Superb in her icy quietude—the quietude of despair—and without a falter in her voice, she said: ‘Colonel Woodruffe, my husband, Hector Laroche, ex-convict, number 897.’

The fellow fell back a step in sheer amazement. ‘How!’ he gasped. ‘You have told him’——

‘Everything.’

She sat down again on the seat from which she had just risen, and grasping the fingers of one hand tightly with those of the other, turned her face in the direction of the waterfall.

Laroche’s sang-froid had only deserted him for an instant. ‘Quelle bêtise!’ he muttered with a shrug. Then becoming aware that the colonel’s cold, haughty stare was fixed full upon him, he retorted with a look that was a mixture of triumph and tigerish ferocity. Turning to his wife, and all but touching her shoulder with his lean claw-like finger, he said with a sneer that was half a snarl: ‘My property, monsieur—my property!’

Suddenly there came a sound of voices, of laughter, of singing. A troop of noisy excursionists had invaded the glen.

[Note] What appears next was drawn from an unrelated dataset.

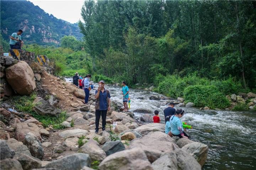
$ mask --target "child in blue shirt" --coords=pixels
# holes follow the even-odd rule
[[[177,109],[175,115],[171,116],[170,121],[171,126],[171,132],[174,136],[178,136],[180,138],[189,138],[189,136],[185,133],[183,126],[180,119],[183,116],[185,113],[182,109]]]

Mr Santelle had apparently seen as much as he cared to see. He let the parted branches fall gently together again, and went smilingly on his way.

CHAPTER X.

It was the forenoon of the second day after the picnic. There was thunder in the air, but the storm had not yet broken. Any moment the clouds might part and the first bolt fall. What might have been the result of the collision between Laroche and Colonel Woodruffe on the day of the picnic, but for the opportune invasion of the glen by a number of excursionists, who put privacy to flight, it is of course impossible to say. It may be also that the Frenchman read something in the colonel’s eye which warned him not to proceed too far. No sooner, therefore, had the remark last recorded passed his lips, than he turned abruptly on his heel, and striking into the same winding pathway that Mora had taken earlier in the day, became at once lost to view in the depths of the shrubbery.

‘Had you not better let me take you back to the hotel at once?’ said the colonel to Mora after a little pause. ‘You can easily make an excuse to your party for leaving them. There is an inn at the foot of the valley at which we can hire a fly.’